The project consortium from KTH, SU, and RISE has a unique set-up in terms of an interdisciplinary and multidisciplinary profile among the researchers, combining perspectives from information theory, legal informatics, language processing, machine learning, cryptography, and systems security.

Background
Digitalization has resulted in more and more data being generated and collected from various sources (such as health care, customer service, surveillance cameras, etc.). The data is valuable for processing and additional analysis to improve predictions and planning. Advances in machine learning have improved this kind of data analysis, while data-protection regulation such as the GDPR has introduced constraints, limiting what data can be used and for what purpose. There is, thus a tension between the utility of data and the privacy of the individuals the data is about.

Cross-disciplinary collaboration
DataLEASH brings together researchers from the School of Electrical Engineering and Computer Science (EECS, KTH), the Department of Computer and Systems Sciences (DSV) and the Department of Law both at Stockholm University and from the Decisions, Network, and Analytics lab at RISE.

Watch the recorded presentation at Digitalize in Stockholm 2022 event:

Link to DataLEASH website on Department of Computer and System Sciences (DSV) at Stockholm University

Activities & Results

Activities, awards, and other outputs

• Speakers at workshops on “AI inom medicinteknik,” session “Vad minns en högparametriserad modell?
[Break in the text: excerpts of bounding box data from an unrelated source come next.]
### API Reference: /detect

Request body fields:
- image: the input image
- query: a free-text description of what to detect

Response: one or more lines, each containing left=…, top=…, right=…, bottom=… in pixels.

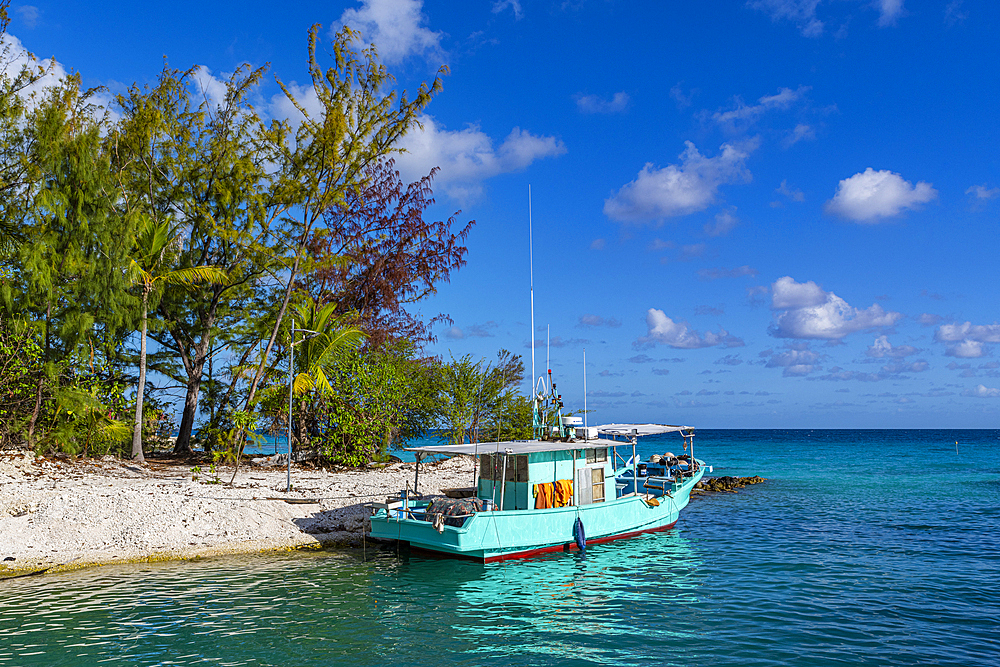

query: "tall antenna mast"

left=528, top=188, right=536, bottom=408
Organized by Läkemedelsverket, April 6, online with more than 150 participants from industry and regulatory bodies.
• “Tillgängliggörande av hälsodata,” Dec 2021 online with more than 50 participants from four regions participating
• “Digital innovation i samverkan stad, region och akademi,” Oct 2021 online with about 20 participants from KTH, Region and City of Stockholm, plus some KTH internal events.
• Organisation and participation of panel at Nordic Privacy Forum 2022 panel discussing calculated privacy and the interplay between law and tech.
• DataLEASH organizes regular seminars every two months for three years with the City of Stockholm and Region Stockholm about requirements from the stakeholders and the results from our research project.
• SAIS 2022, Swedish AI Society workshop, is organised and paper [BFLSSR22] is presented in this workshop.
• Award: Rise solution for Encrypted Health AI was announced the winner of the Vinnova Vinter competition in the infrastructure category.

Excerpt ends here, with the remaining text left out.